Abstract:With the development of e-commerce, many products are now being sold worldwide, and manufacturers are eager to obtain a better understanding of customer behavior in various regions. To achieve this goal, most previous efforts have focused mainly on questionnaires, which are time-consuming and costly. The tremendous volume of product reviews on e-commerce websites has seen a new trend emerge, whereby manufacturers attempt to understand user preferences by analyzing online reviews. Following this trend, this paper addresses the problem of studying customer behavior by exploiting recently developed opinion mining techniques. This work is novel for three reasons. First, questionnaire-based investigation is automatically enabled by employing algorithms for template-based question generation and opinion mining-based answer extraction. Using this system, manufacturers are able to obtain reports of customer behavior featuring a much larger sample size, more direct information, a higher degree of automation, and a lower cost. Second, international customer behavior study is made easier by integrating tools for multilingual opinion mining. Third, this is the first time an automatic questionnaire investigation has been conducted to compare customer behavior in China and America, where product reviews are written and read in Chinese and English, respectively.

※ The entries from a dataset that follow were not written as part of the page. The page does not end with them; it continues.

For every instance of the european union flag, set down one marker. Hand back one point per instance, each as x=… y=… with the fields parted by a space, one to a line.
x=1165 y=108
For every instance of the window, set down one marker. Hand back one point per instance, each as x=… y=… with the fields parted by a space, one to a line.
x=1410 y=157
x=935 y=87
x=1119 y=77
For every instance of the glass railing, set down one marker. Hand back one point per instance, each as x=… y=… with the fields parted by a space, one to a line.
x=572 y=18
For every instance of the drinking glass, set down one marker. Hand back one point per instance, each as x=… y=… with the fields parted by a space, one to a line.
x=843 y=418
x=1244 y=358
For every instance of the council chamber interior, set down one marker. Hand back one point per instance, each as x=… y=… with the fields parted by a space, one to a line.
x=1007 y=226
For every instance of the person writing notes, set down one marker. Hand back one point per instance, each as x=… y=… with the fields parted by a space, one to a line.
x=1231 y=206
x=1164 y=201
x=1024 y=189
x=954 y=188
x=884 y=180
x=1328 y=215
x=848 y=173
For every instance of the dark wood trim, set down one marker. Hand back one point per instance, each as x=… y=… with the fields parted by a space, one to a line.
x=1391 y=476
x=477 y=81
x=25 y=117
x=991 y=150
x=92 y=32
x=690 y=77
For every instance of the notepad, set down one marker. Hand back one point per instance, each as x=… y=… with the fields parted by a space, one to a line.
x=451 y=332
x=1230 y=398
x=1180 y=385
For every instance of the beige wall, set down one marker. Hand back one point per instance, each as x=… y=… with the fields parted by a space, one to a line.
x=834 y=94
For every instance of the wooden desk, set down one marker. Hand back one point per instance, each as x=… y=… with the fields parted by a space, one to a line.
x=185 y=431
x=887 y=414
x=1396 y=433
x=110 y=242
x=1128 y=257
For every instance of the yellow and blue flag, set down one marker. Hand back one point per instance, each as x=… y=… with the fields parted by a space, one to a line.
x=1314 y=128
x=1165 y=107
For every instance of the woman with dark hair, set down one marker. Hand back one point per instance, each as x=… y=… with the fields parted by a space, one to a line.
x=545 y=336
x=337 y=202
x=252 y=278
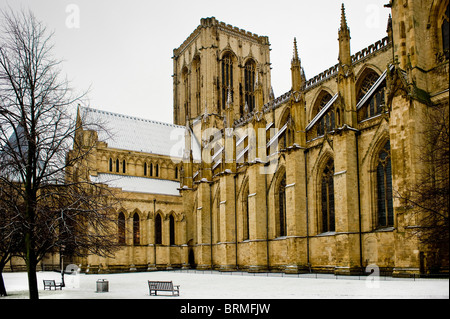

Our study on digital cameras, smartphones, and tablet computers yields three findings. First, Chinese customers follow the Doctrine of the Mean, and often use euphemistic expressions, while American customers express their opinions more directly. Second, Chinese customers care more about general feelings, while American customers pay more attention to product details. Third, Chinese customers focus on external features, while American customers care more about the internal features of products.